Ich bemerkte erst recht spät, dass mich meine Füße in den Korridor des Krankenflügels gebracht hatten, und blieb stehen. Ich würde sicher keinen Einlass zu Katie bekommen und um ehrlich zu sein, standen wir uns ja auch gar nicht nahe.
Während ich noch darüber grübelte, ob ich umkehren sollte, kam mir Snape auf dem Flur entgegen. Er sah müde aus und besorgt, seine Haltung weniger aufrecht als sonst und ich wunderte mich für einen Moment, dass er sich so gehenließ, aber dann fiel mir auf, dass es ja nur noch eine Viertelstunde bis zur Sperrstunde war und keine Schüler weit und breit mehr zu sehen waren. Bis auf mich.
Erst ein paar Meter vor mir blickte er auf und entdeckte mich. Sofort schob sich seine Maske vor sein Gesicht: Gleichgültigkeit und Strenge. „Miss Granger, was machen Sie hier?"
Ich zuckte mit den Schultern. „Herumwandern und denken", erwiderte ich ehrlich. „Wie geht es Katie? Konnten Sie ihr helfen?"
Snape seufzte und seine Maske bekam einen Riss. „Ich war in der Lage, den Fluch fürs Erste einzudämmen, und konnte sie so weit stabilisieren, dass sie morgen ins St Mungo gebracht werden kann."
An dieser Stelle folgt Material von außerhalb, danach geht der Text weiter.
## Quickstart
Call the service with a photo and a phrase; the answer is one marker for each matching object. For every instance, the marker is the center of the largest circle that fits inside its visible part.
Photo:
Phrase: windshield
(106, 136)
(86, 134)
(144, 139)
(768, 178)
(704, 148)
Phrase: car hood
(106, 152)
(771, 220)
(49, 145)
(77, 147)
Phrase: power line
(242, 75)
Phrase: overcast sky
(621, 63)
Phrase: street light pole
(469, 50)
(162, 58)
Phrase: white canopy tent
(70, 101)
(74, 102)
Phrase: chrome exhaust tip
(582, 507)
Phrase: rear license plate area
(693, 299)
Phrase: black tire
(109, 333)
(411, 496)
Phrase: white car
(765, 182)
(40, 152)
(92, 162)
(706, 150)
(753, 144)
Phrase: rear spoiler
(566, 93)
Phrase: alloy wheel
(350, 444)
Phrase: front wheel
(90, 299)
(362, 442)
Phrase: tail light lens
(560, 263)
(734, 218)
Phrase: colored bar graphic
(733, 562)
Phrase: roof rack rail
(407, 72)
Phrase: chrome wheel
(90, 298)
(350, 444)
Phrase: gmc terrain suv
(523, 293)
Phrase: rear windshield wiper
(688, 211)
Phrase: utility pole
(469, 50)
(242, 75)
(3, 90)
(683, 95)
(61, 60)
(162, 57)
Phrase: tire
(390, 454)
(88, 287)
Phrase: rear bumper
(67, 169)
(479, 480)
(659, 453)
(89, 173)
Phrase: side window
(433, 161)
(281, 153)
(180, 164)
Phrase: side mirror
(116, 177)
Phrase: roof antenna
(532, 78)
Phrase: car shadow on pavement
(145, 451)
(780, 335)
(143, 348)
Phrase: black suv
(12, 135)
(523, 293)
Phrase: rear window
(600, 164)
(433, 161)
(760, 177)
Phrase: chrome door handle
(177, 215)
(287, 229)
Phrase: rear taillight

„So schlimm?" Meine Augen weiteten sich.
Er nickte. „Das war ein äußerst schwarzer Fluch."
„Haben Sie eine Vermutung, wer ihr die Kette gegeben haben könnte?"
Er starrte mich kurz an, bis er mit dem Kopf schüttelte, aber irgendwie wollte ich ihm nicht glauben. Dann trat er einen Schritt näher. „Bitte seien Sie vorsichtig, Miss Granger", sagte er ernst. „Hogwarts ist nicht sicher."
Ich nickte einmal, weil mir meine Worte im Hals steckenblieben. Es wirkte fast so, als würde ich ihm etwas bedeuten. Natürlich mussten wir uns alle in Acht nehmen, aber das war nichts Neues.
„Und jetzt sollten Sie besser möglichst schnell zurück in Ihren Gemeinschaftsraum gehen. Und bitte wandern Sie nicht mehr allein im Schloss umher, besonders wenn es so spät ist."
Ich nickte wieder und wir gingen ein Stück gemeinsam, bis ich die Treppe hinauf und er die hinunter nehmen musste.
„Gute Nacht, Professor", murmelte ich.
„Gute Nacht", erwiderte er und ging.